The NY Post reports that John Kerry is preparing to sue John O'Neill, who is the author of Unfit for Command, the leading Swiftie progenitor, and Kerry's lifelong enemy. While public figure plaintiffs have a very difficult time bringing these suits in the United States -- they have to prove an actual intent to make a false statement -- this case might be a good way to put the Swifty allegations to bed so that they cannot be resurrected in 2008. Even if Kerry cannot prove his case to the high standard of New York Times v. Sullivan, the discovery required to prove New York Times "actual malice" might uncover all sorts of nasty communications -- emails and such -- among O'Neill and his fellow travellers.
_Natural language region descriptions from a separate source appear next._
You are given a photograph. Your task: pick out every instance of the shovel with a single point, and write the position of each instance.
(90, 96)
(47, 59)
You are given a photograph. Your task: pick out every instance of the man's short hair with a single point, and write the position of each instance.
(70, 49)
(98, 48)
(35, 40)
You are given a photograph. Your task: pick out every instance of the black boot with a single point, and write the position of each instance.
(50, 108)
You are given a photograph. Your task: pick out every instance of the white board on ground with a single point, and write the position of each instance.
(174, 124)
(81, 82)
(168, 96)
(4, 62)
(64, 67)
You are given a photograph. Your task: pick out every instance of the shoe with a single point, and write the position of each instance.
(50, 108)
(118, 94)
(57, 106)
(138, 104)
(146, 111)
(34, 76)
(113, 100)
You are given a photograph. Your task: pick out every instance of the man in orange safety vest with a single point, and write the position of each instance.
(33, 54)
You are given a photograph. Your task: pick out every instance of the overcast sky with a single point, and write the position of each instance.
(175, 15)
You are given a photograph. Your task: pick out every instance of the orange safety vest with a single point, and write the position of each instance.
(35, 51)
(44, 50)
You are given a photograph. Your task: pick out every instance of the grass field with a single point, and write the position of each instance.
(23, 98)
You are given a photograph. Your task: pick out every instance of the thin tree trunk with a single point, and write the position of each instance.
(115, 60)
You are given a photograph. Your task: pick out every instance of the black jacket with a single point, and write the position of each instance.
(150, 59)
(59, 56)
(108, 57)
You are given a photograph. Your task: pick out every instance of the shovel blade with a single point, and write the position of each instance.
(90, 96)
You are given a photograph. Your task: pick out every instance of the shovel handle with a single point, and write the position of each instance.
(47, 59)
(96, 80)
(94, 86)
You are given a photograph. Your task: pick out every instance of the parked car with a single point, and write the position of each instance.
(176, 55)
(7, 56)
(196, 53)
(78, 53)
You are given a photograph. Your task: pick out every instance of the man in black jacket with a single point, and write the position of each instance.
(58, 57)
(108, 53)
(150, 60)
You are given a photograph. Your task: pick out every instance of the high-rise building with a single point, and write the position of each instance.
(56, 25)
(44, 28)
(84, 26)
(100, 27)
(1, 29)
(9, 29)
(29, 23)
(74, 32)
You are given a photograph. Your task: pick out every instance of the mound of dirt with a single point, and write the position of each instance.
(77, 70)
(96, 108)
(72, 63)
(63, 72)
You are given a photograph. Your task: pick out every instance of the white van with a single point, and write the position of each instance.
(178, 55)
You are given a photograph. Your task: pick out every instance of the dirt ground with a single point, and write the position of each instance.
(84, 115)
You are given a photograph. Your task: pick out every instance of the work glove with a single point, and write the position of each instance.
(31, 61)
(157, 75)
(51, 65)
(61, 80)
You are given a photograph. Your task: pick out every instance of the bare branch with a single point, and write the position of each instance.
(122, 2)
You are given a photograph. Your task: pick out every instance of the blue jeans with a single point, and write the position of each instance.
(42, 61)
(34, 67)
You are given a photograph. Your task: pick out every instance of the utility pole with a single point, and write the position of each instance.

If this evidence exposed O'Neill as a dark and evil guy it would destroy whatever credibility he has, and he will have a very hard time getting leverage on his story the next time around.

Of course, if by some chance Kerry were to prove both false or misleading statements and actual malice, he will have destroyed O'Neill and motivated the resentful Democratic base all at once. The downside risk that he might lose ("truth" being a defense to the tort of libel) is probably not a downside risk, because if he doesn't deal with O'Neill the guy is going to find a way to get him again next time.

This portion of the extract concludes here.